As DeFi grows and attracts more investors, the need for clear regulations cannot be overemphasized. While there are many benefits to this new space, it also raises concerns about user protection, anti-money laundering, and other existing financial regulations. A clear legal framework will help DeFi succeed by building trust and curtailing illegal activities.
In this article, we will examine the legal challenges in DeFi, including consumer protection, anti-money laundering, and know-your-customer (KYC). We aim to understand the current legal situation for DeFi and how it affects users, developers, and regulators.
Different countries have different laws for DeFi. For example, the United States has agencies like the Securities and Exchange Commission (SEC), the Financial Crimes Enforcement Network (FinCEN) and the Commodity Futures Trading Commission (CFTC) overseeing DeFi. The SEC has taken an active stance on DeFi, asserting its jurisdiction over certain tokens as securities. The Howey Test is often used to determine whether a digital asset/token qualifies as a security. If they qualify, DeFi platforms offering such tokens may be subject to registration, disclosure, and investor protection requirements.
The CFTC has also shown interest in DeFi, particularly as relates to derivatives and commodities-based tokens. Platforms offering these products may fall under the CFTC's regulatory purview, requiring compliance with the Commodity Exchange Act (CEA).
Lastly, FinCEN is responsible for overseeing CFT and AML regulations. As with traditional financial institutions, DeFi platforms may be subject to AML/CFT regulations enforced by FinCEN. This includes implementing CFT/KYC procedures and reporting suspicious activities.
The European Union has similar agencies. They are the European Securities and Markets Authority (ESMA) and the European Banking Authority (EBA). ESMA is responsible for overseeing the securities markets within the EU. DeFi platforms operating within the EU may be subject to existing regulations, such as the Markets in Financial Instruments Directive (MiFID II) and the Prospectus Regulation, depending on the nature of their services.

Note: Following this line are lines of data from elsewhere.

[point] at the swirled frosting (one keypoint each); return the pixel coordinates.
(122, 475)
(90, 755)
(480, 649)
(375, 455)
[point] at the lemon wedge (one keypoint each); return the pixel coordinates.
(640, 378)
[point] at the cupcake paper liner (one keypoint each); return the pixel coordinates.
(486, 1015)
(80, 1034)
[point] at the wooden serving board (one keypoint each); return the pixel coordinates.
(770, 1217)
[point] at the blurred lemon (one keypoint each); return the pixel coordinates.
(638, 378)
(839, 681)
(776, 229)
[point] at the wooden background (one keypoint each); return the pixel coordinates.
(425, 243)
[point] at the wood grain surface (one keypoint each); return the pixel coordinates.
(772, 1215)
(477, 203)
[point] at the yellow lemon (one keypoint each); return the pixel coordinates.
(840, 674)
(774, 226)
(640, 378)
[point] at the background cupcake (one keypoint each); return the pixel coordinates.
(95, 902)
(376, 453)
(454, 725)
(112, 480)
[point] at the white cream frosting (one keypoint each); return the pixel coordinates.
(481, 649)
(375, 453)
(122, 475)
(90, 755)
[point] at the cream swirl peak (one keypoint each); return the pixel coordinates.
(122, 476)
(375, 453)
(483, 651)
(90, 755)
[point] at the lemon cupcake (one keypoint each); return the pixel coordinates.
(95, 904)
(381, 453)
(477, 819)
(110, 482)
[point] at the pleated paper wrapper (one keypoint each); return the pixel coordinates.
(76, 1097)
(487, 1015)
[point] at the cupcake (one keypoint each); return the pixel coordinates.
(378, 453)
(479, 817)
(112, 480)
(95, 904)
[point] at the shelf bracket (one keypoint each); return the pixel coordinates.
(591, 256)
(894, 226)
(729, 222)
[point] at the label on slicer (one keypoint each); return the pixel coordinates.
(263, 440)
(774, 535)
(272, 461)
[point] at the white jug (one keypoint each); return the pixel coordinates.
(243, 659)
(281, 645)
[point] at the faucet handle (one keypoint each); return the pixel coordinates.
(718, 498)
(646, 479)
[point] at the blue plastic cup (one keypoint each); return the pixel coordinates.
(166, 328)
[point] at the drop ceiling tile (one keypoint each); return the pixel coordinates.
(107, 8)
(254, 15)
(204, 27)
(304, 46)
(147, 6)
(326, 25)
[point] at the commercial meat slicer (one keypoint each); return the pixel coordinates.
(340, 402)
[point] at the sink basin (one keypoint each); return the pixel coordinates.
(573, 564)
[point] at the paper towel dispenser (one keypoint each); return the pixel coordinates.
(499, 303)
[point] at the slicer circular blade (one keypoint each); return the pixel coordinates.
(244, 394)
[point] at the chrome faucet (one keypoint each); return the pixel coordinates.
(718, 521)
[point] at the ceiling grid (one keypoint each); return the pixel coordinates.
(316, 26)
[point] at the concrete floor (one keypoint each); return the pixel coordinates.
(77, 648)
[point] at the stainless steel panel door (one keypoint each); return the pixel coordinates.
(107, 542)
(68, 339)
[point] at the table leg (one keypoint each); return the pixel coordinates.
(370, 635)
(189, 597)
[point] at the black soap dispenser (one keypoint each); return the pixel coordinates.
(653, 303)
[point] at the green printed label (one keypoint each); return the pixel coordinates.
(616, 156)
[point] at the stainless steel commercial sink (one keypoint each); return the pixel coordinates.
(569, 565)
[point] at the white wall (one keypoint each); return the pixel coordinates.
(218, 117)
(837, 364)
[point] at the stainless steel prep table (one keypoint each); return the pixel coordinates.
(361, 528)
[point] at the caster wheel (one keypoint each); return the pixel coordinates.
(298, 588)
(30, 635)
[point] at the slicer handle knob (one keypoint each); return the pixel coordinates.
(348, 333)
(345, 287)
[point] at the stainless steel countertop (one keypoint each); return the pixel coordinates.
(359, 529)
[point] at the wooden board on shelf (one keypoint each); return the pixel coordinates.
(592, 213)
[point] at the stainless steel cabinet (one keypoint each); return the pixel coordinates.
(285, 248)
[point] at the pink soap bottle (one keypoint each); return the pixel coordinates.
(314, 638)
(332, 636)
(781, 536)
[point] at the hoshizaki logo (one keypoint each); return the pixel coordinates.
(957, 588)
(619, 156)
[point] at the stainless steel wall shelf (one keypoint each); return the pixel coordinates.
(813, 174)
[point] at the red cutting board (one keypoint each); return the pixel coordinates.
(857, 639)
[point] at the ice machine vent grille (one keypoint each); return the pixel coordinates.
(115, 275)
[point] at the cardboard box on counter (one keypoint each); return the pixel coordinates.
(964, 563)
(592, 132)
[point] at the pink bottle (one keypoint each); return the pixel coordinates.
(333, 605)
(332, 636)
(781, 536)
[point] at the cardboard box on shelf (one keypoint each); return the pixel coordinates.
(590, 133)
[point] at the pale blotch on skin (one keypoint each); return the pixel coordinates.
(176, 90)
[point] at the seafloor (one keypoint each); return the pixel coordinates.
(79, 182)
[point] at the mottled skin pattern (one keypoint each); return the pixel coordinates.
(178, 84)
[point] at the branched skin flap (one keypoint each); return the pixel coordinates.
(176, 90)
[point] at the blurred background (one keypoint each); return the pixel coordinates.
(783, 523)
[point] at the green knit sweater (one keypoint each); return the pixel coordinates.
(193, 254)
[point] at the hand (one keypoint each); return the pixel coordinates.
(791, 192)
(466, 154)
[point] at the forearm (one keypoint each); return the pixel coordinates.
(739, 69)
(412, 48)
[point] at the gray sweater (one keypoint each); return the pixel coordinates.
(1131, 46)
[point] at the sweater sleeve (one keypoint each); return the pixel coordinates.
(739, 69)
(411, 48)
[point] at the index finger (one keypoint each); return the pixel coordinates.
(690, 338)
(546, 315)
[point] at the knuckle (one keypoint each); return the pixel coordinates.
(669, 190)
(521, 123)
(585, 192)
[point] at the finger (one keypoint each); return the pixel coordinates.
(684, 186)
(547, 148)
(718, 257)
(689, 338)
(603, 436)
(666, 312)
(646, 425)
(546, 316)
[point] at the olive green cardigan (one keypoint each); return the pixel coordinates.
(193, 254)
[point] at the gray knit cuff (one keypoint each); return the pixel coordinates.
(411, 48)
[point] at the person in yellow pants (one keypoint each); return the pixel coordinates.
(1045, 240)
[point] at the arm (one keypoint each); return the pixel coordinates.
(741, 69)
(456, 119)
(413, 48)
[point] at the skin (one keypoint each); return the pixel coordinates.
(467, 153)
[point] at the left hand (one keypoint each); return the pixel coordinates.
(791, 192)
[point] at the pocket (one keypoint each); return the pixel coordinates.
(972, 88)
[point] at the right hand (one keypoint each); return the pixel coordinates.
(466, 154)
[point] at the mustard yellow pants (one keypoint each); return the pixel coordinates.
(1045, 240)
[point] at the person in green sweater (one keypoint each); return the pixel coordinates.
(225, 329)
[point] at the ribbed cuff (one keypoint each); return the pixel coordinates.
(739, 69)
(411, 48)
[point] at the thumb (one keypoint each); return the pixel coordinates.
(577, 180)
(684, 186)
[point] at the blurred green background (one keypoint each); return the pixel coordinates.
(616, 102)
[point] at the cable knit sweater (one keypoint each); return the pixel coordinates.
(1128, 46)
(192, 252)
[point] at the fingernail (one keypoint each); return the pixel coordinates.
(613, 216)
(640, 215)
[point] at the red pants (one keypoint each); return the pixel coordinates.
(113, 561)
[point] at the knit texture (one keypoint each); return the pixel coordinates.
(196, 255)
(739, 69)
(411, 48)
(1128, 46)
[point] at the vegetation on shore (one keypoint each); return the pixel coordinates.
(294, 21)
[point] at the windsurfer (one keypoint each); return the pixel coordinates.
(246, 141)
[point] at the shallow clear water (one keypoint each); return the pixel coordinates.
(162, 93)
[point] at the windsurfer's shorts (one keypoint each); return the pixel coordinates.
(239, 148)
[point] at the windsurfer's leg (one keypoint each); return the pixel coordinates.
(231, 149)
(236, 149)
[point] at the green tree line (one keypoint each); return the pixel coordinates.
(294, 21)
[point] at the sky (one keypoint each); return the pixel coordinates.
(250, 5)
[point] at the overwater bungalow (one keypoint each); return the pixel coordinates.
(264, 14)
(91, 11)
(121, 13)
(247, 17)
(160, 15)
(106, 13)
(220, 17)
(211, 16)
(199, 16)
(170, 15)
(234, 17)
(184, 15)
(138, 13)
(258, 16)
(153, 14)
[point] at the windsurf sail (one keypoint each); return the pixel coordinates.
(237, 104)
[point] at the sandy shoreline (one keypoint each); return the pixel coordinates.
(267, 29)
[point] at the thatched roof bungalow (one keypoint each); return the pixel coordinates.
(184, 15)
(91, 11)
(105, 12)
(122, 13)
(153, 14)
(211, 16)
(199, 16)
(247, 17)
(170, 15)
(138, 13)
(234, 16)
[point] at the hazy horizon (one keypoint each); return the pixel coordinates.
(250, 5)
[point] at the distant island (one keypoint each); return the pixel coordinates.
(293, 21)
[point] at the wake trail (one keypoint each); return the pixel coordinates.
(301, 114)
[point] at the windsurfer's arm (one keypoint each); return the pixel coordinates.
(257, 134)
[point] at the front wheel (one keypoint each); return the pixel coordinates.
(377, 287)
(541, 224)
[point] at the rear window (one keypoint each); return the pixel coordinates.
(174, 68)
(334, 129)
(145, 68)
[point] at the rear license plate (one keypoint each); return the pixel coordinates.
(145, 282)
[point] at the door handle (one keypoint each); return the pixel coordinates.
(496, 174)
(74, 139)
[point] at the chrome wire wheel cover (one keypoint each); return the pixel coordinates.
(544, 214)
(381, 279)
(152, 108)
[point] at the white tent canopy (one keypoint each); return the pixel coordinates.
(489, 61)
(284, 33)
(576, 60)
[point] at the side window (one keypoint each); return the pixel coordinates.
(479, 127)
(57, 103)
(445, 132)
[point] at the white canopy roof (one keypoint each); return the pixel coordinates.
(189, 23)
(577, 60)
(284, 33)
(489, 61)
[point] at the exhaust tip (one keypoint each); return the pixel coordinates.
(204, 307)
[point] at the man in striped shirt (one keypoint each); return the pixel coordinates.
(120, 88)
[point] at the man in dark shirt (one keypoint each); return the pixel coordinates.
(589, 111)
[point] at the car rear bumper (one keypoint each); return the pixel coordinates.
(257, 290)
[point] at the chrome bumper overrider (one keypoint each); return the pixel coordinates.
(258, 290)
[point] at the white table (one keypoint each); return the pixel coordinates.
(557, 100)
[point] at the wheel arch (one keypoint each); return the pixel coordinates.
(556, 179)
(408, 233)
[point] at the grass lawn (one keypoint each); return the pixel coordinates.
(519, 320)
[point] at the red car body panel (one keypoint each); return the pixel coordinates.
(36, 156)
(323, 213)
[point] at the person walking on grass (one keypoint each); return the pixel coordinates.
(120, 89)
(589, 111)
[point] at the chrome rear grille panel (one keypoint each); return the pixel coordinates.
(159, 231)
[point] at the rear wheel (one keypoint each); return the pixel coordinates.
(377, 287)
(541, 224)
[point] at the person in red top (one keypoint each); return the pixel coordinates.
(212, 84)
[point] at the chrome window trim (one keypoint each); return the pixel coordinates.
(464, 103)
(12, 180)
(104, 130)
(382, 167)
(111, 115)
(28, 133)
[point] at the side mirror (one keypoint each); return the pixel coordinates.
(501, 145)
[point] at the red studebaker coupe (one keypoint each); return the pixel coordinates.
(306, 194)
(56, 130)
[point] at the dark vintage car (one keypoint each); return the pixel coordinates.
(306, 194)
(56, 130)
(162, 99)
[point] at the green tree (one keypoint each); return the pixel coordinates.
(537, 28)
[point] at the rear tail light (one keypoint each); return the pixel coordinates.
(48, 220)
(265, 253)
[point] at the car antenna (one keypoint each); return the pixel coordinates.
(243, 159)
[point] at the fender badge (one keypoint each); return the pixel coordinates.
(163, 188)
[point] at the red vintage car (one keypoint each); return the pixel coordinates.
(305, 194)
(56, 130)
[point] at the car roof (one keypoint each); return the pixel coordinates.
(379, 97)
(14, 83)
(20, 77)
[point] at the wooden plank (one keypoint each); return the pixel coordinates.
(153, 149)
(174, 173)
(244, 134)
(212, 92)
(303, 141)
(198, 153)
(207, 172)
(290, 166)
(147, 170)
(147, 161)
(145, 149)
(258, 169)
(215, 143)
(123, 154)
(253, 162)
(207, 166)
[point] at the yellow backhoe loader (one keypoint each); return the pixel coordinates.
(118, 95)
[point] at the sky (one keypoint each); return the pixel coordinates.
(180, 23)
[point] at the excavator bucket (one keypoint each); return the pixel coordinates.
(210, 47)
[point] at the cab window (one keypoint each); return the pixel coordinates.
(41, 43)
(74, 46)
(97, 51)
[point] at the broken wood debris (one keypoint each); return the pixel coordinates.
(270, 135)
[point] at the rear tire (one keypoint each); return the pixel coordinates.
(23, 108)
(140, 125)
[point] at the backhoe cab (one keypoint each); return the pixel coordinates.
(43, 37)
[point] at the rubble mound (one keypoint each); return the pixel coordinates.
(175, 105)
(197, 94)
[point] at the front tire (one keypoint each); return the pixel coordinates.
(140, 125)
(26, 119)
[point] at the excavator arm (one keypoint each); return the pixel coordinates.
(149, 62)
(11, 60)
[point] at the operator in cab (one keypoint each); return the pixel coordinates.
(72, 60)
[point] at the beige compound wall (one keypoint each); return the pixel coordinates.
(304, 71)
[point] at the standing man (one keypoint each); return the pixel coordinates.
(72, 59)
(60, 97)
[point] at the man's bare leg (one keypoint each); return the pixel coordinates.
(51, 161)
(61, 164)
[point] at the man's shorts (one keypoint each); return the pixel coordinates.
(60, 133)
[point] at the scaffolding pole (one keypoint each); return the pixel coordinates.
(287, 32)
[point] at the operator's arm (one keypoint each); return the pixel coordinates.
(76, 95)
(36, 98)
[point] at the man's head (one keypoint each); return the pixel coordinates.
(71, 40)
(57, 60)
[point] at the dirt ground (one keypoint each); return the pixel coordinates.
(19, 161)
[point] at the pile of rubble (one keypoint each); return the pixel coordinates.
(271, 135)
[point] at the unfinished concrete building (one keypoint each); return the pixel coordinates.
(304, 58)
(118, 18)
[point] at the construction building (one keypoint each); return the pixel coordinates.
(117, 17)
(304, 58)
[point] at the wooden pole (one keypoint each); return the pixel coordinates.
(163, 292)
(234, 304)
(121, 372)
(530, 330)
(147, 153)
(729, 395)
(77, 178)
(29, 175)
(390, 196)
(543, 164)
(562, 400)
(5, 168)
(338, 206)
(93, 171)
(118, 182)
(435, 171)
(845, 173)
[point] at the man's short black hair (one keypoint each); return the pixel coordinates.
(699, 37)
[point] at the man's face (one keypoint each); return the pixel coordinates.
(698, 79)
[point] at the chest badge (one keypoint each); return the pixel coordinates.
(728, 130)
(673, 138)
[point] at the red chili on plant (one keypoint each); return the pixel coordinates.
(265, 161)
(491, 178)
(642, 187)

The EBA, on the other hand, focuses on banking and payment services. While its direct involvement in DeFi is limited, it has issued guidelines and recommendations about the risks associated with crypto-assets, including those used in DeFi.
In Asia, countries like China, Japan, and South Korea have their own DeFi rules. In China, crypto trading and ICOs are banned. Any DeFi activities within the country are subject to severe restrictions. Japan, on the other hand, has a relatively progressive stance on cryptocurrencies and has established a regulatory framework for crypto asset exchanges. While specific DeFi regulations are still developing, the authorities are closely monitoring the sector. South Korea has also taken steps to regulate cryptocurrencies and is actively considering regulatory measures for DeFi. The Financial Services Commission is the primary regulator in this area.
DeFi works across borders, making it difficult to decide which country's laws apply. This makes it challenging for regulators to enforce rules and protect users. Asides from this, DeFi also presents several fundamental legal challenges:
DeFi is changing really fast, and so laws need to adapt. We might see new rules, stricter enforcement, and more cooperation between countries. With all the regulation, it is pertinent to maintain a main goal - supporting innovation whilst mitigating risk.
DeFi is a new and exciting area of finance, but it needs clear regulation to grow and succeed without further harming users. By working together, regulators, industry experts, and users can create a legal environment that protects everyone and supports DeFi's potential.